Wednesday, May 28, 2008

Kezaliman Tak Berujung...

Zalim! Tidak memiliki hati nurani! Inilah gambaran yang tepat untuk Pemerintah ketika mengeluarkan kebijakan menaikkan harga BBM. Pemerintah resmi mengumumkan kenaikan BBM rata-rata 28,7%, Jumat (23/05/2008), jam 22:15 WIB, yang disampaikan oleh Menteri ESDM, Purnomo Yusgiantoro, dengan didampingi sejumlah Menteri Kabinet Indonesia Bersatu.

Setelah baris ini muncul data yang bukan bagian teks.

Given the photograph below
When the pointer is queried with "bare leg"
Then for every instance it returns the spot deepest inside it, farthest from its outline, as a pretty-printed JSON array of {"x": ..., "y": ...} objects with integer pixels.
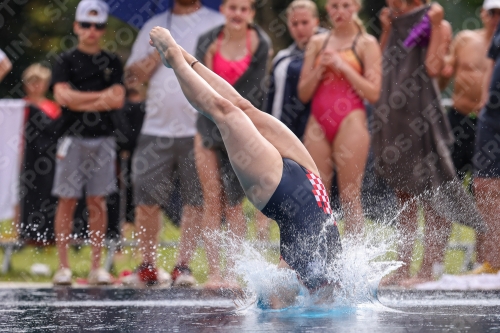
[
  {"x": 63, "y": 225},
  {"x": 148, "y": 227},
  {"x": 350, "y": 154},
  {"x": 488, "y": 198},
  {"x": 236, "y": 224},
  {"x": 320, "y": 150},
  {"x": 190, "y": 233},
  {"x": 256, "y": 162},
  {"x": 206, "y": 163},
  {"x": 98, "y": 222}
]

Dampak dari kenaikan BBM ini tidak perlu diperdebatkan lagi. Pemerintah memang mengklaim, bahwa lebih baik menaikkan harga BBM yang nantinya akan menurunkan angka kemiskinan karena dibarengi dengan program bantuan langsung tunai (BLT) plus. Namun, ini adalah sebuah kebohongan! Mengapa? Sudah banyak pengamat menyatakan --dan masyarakat juga sudah merasakan secara langsung-- bahwa kenaikkan BBM berdampak pada kenaikan harga semua barang dan jasa. Itu adalah sebuah keniscayaan. Artinya, kenaikan BBM akan menambah jumlah orang miskin. Sebabnya, daya beli masyarakat cenderung menurun, sementara harga-harga barang dan jasa langsung meroket naik.

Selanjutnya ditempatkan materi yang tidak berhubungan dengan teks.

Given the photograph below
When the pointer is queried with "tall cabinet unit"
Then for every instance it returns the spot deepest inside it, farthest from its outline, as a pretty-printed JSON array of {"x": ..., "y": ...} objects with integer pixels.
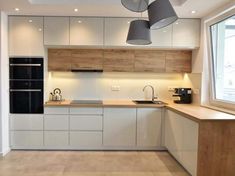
[
  {"x": 56, "y": 30},
  {"x": 86, "y": 31},
  {"x": 26, "y": 36}
]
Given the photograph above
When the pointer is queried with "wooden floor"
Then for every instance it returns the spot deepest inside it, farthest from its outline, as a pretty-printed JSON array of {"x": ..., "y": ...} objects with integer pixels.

Pantauan Beritajakarta.com, Senin (26/5) pagi, di beberapa pasar tradisional di Jakarta Selatan, para pedagang langsung menaikkan harga begitu Pemerintah mengumumkan kenaikan BBM. Seperti yang terjadi pada pasar tradisional di Kelurahan Pasar Minggu, Kebayoran Baru, dan Kebayoran Lama. Harga telur ayam yang biasanya dijual seharga Rp 11.500 menjadi Rp 13.000 perkilo. Harga kebutuhan seperti minyak goreng, gula pasir, dan kacang tanah pun naik antara Rp 1.000-Rp 3.000 perkilo.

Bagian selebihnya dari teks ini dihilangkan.